Back in the '90s, management consulting firm Bain & Company developed a new method for measuring customer satisfaction.
The "magic" question was simple. Just ask your customers, "How likely is it that you would recommend our company/product/service to a friend or colleague?"
At the time, long and tedious customer satisfaction surveys dominated, so asking one quick question was a helpful alternative.
And with that simple question, Bain & Company developed an enduring method for businesses to measure the loyalty of their customers. They dubbed it NPS (Net Promoter Score).
In short, it reveals, "Who are my biggest promoters."
As the concept was introduced to corporate America, using NPS became a gold-standard to measure customer satisfaction. An article was even published in Harvard Business Review, called The One Number You Need to Grow.
It wasn’t long before NPS (Net Promoter Score) made its way into the workplace. At work, NPS became eNPS (Employee Net Promoter Score).
Rather than measuring customer loyalty, eNPS is used in employee surveys and is intended to measure employee loyalty.
Asking eNPS questions allows managers to gain an understanding of how loyal and dedicated your workforce is on the whole.
Let’s delve a little deeper to understand how eNPS measures employee loyalty...
A common method to administer eNPS is to include the question in employee surveys.
eNPS asks employees if they would recommend your company to a friend or family member. The employee responds on a sliding scale—from very unlikely to very likely.
Responses are grouped into one of three buckets: promoters, detractors, and passives.
Promoters: These are people who respond to eNPS questions with "very likely." Employees who fall into this category are your biggest supporters. They would be willing to "promote" and vouch for your company. In short, these are your most loyal people.
Passives: Are employees who give a neutral or middle response. These employees are considered "neutral." They are not active supporters of your company, but they are not talking negatively about the company either. They are somewhat satisfied with their job, but not enough to be true advocates.
Detractors: These are employees who respond as "unlikely" to recommend your company to a friend or family member. We can assume they are not too happy nor engaged at work. Your goal is to have few detractors as possible.
At this point, you understand the response breakdown. I.e. what percentage of employees falls into each bucket? But, the total eNPS score still needs to be calculated. This can be done by subtracting the total percentage of detractors from the total percentage of promoters.
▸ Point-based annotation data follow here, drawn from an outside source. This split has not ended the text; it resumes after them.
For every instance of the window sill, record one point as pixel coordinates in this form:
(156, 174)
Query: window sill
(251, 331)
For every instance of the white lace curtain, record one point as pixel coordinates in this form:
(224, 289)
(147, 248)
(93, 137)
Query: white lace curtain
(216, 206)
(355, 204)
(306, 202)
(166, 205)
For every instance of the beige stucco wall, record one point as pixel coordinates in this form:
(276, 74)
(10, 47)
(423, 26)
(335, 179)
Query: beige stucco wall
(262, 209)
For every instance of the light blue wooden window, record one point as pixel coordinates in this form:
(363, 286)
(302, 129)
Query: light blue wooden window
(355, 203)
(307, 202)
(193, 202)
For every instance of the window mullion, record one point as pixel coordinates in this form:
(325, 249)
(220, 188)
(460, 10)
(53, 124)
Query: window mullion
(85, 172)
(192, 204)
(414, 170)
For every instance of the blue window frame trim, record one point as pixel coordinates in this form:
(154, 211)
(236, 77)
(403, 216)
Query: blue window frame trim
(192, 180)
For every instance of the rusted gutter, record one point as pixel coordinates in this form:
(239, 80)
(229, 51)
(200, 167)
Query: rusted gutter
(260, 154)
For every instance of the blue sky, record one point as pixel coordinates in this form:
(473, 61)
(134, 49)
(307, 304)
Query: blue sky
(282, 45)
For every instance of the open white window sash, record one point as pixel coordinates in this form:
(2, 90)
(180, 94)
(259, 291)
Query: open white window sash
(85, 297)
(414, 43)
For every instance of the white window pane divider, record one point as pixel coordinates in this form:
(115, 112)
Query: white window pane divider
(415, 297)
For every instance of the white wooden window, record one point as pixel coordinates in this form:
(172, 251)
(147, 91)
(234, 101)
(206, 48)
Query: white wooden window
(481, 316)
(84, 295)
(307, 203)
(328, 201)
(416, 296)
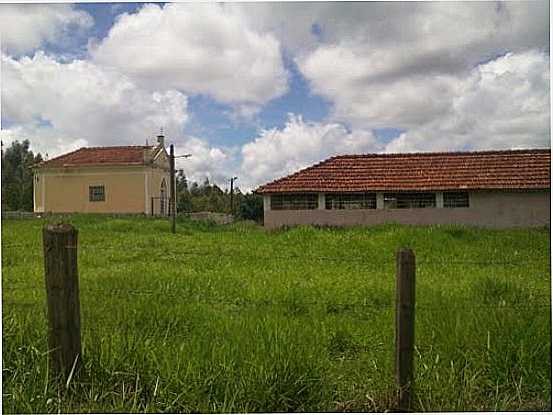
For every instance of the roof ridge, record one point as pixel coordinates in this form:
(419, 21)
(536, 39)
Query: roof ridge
(299, 171)
(522, 167)
(61, 155)
(441, 153)
(113, 147)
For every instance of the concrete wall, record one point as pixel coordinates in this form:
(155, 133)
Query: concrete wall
(67, 190)
(488, 209)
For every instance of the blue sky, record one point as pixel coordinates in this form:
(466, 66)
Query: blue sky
(260, 90)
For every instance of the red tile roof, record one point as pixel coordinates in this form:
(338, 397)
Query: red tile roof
(511, 169)
(94, 156)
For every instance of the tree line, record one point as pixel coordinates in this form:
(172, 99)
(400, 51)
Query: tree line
(17, 188)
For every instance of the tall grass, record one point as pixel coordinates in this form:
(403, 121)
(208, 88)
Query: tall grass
(237, 319)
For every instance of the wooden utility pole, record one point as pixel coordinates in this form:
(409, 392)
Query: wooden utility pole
(62, 293)
(173, 204)
(405, 326)
(232, 179)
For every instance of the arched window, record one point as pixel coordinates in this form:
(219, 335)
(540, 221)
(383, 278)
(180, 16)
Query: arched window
(162, 198)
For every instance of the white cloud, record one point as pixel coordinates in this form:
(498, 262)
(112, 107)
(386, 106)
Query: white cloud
(206, 161)
(504, 103)
(26, 27)
(197, 48)
(279, 152)
(400, 65)
(82, 101)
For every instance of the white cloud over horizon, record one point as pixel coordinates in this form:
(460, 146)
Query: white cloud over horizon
(279, 152)
(453, 76)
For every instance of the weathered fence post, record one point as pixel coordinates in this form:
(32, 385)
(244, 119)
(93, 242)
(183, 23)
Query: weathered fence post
(62, 291)
(405, 326)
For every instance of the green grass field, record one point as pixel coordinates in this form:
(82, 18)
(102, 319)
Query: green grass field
(237, 319)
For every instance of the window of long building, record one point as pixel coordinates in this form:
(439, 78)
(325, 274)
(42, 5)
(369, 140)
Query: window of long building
(298, 201)
(456, 199)
(350, 201)
(409, 200)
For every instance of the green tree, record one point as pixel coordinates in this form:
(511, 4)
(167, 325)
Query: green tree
(251, 207)
(17, 176)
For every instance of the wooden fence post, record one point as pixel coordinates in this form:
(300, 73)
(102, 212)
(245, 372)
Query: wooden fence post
(62, 291)
(405, 326)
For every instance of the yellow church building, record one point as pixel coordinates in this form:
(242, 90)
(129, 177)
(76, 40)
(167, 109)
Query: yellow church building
(122, 179)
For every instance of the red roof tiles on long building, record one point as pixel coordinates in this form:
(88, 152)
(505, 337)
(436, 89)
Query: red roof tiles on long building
(93, 156)
(511, 169)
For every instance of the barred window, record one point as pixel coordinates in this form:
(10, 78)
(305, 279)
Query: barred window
(456, 199)
(96, 194)
(409, 200)
(300, 201)
(350, 201)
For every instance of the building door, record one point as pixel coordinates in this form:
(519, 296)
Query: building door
(162, 198)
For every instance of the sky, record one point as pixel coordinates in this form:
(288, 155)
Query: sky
(260, 90)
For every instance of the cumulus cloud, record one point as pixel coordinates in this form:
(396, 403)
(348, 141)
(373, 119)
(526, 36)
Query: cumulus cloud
(26, 27)
(214, 163)
(504, 103)
(80, 100)
(197, 48)
(403, 66)
(279, 152)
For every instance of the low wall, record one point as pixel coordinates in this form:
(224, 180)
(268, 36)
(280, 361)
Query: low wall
(487, 209)
(218, 218)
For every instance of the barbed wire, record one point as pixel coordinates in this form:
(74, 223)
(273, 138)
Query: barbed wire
(334, 307)
(369, 262)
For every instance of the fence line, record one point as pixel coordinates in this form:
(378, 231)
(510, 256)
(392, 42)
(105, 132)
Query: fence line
(173, 256)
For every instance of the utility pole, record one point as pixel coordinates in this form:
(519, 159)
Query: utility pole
(232, 179)
(173, 204)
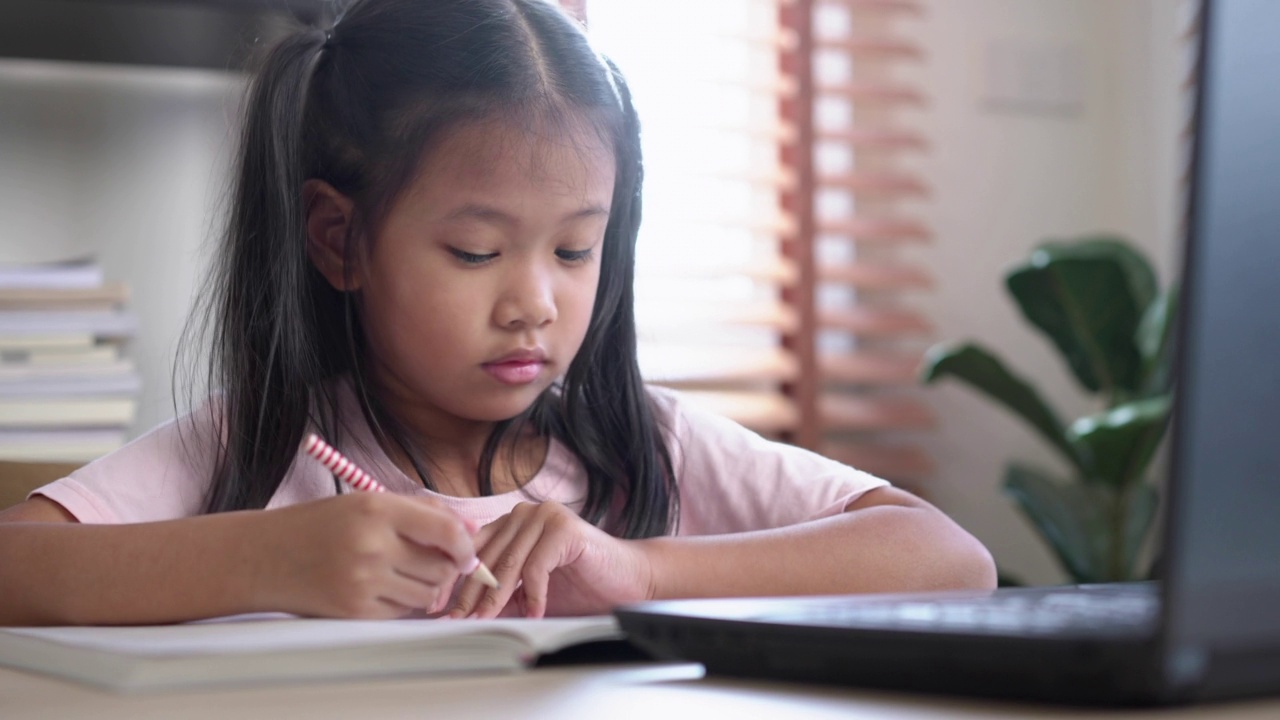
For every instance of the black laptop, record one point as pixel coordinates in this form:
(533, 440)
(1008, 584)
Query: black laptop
(1211, 627)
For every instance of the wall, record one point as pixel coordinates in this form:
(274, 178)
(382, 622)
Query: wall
(126, 164)
(1006, 180)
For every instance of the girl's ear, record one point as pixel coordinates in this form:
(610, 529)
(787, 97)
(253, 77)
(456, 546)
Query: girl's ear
(329, 217)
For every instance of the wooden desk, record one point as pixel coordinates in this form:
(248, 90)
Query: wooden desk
(618, 692)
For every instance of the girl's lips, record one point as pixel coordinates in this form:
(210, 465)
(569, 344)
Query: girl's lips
(515, 372)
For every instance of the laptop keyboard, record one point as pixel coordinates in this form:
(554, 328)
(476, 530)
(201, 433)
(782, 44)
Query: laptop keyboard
(1034, 613)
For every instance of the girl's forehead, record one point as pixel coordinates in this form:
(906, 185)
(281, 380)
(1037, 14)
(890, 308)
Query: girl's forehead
(493, 154)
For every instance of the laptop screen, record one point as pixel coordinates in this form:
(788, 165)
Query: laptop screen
(1224, 561)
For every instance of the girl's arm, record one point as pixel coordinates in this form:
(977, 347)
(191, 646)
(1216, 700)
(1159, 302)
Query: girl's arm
(886, 541)
(551, 561)
(361, 555)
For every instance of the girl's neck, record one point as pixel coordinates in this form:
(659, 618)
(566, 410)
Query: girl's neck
(449, 450)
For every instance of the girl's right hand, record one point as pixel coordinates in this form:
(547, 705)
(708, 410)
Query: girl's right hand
(360, 555)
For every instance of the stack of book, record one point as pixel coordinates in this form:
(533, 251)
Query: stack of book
(67, 392)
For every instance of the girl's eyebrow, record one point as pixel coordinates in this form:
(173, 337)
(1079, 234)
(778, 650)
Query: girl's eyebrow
(490, 214)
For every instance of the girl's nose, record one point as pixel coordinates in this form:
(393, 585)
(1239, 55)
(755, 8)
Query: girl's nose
(528, 301)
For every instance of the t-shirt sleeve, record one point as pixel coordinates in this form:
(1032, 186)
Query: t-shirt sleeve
(732, 481)
(161, 475)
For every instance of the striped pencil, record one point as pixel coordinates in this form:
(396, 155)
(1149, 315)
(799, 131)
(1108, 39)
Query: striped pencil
(350, 473)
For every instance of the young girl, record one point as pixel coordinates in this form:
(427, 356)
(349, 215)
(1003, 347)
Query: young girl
(429, 263)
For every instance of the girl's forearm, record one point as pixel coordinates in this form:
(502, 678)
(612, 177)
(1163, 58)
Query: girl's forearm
(68, 573)
(882, 548)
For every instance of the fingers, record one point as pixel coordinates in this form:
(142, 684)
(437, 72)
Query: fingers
(522, 548)
(508, 542)
(426, 523)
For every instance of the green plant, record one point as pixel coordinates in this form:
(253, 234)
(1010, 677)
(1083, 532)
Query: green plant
(1098, 301)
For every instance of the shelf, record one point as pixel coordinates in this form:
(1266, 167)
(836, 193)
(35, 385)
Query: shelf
(184, 33)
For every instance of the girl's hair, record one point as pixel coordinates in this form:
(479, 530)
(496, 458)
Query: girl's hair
(359, 106)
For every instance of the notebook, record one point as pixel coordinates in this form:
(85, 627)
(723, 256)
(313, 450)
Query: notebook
(273, 648)
(1211, 627)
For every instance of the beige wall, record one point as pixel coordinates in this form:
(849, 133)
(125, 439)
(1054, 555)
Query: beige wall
(1004, 181)
(128, 163)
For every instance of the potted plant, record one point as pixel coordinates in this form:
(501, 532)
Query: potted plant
(1098, 301)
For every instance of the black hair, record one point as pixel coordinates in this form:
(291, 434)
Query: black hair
(359, 105)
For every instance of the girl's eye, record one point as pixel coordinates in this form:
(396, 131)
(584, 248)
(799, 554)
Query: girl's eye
(471, 258)
(574, 255)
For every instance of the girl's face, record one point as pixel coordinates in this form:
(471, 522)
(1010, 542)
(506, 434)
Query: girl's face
(478, 288)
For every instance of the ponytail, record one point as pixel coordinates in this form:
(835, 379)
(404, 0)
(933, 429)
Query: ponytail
(265, 290)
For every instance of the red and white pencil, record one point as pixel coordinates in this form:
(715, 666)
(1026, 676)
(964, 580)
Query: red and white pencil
(350, 473)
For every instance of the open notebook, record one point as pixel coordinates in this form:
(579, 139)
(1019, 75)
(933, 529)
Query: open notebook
(270, 648)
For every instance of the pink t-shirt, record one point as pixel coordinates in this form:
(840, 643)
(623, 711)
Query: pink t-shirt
(730, 478)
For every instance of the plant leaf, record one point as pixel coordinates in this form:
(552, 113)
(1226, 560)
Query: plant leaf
(1072, 519)
(1120, 442)
(976, 365)
(1143, 501)
(1088, 297)
(1137, 268)
(1155, 342)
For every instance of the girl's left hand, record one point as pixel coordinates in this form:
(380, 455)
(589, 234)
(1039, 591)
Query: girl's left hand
(549, 561)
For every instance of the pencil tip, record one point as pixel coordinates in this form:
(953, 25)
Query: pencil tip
(485, 577)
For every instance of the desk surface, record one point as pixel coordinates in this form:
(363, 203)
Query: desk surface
(641, 692)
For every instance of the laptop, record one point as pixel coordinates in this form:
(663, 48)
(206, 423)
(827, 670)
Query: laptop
(1210, 628)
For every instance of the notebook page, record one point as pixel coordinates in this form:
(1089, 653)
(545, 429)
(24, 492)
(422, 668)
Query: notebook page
(236, 636)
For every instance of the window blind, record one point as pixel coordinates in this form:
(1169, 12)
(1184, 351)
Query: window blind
(711, 265)
(775, 274)
(867, 194)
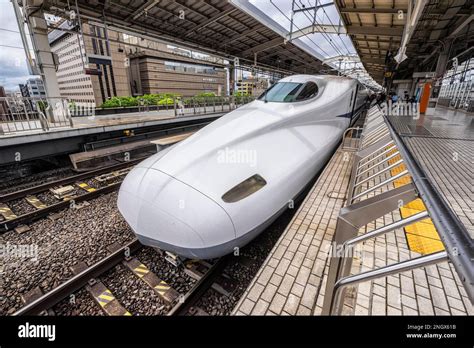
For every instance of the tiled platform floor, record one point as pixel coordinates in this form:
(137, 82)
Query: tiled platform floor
(292, 279)
(443, 144)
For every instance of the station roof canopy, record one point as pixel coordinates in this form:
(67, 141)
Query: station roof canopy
(375, 29)
(217, 27)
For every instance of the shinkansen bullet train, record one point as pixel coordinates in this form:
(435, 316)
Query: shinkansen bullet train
(221, 187)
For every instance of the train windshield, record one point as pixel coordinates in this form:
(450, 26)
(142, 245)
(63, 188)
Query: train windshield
(288, 92)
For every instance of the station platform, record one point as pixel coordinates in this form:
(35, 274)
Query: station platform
(443, 144)
(34, 144)
(292, 280)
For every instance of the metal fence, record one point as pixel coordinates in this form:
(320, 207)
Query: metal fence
(176, 106)
(380, 152)
(20, 114)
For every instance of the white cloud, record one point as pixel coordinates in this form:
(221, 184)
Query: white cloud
(13, 68)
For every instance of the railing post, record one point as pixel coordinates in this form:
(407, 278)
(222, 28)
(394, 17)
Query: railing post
(349, 221)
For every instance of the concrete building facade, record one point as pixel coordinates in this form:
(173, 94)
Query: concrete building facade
(105, 63)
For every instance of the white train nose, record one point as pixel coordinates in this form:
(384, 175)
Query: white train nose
(171, 215)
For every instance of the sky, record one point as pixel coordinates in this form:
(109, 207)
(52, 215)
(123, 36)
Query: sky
(13, 67)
Tip: Some employee survey tools and solutions will calculate the eNPS score for you automatically.
Now, you know your eNPS score. But what does it mean? And what should you conclude from the results?
Let’s dive a bit deeper to understand how you should interpret your eNPS score.
A final eNPS score can vary from -100 to 100.
Let’s start with a negative score. If your final score is negative, you may have an employee loyalty problem on your hands.
Bottom line: A negative score means you have more detractors than promoters in your organization. Executives should take a negative score seriously. It often suggests an issue with corporate culture and engagement. The underlying cause should be quickly identified.
On the other hand, a positive eNPS score means you have more promoters than detractors. Congrats! Keep up your engagement efforts to maintain current promoters at a healthy level. The goal is to keep converting passives and detractors to promoters.
While there are no universal benchmarks, a general rule of thumb is to aim for a positive score. A positive score means you have more promoters than detractors, which is what you always want to strive towards!
Alternatively, if your score is negative, it’s time to investigate, as a negative score means you have more detractors than promoters. This is what you want to avoid.
That said, be wary of using eNPS are a sole measure of engagement in your workforce. Measuring eNPS should always be part of a more significant effort to gather employee feedback.
eNPS score measures only one dimension of employee satisfaction and happiness. In other words, managers shouldn't rely on eNPS as a sole indicator of total employee engagement.
So, how can managers capture the "big picture" of employee engagement?
Employee surveys must consist of questions that measure employee engagement on multiple levels, such as those illustrated in the image above.
In addition to eNPS, employees surveys must also include questions that ask how employees feel about career and growth opportunities, compensation and benefits, etc.
Strong surveys should measure employee satisfaction within many areas of employee experience.
As a result, properly surveying employees will reveal which areas of the employee experience need attention.
Pro Tip: Administering employee surveys is the recommended first step in building a well-rounded employee engagement program. Identifying employee pain points via surveys will allow you to better prioritize and roll out HR initiatives.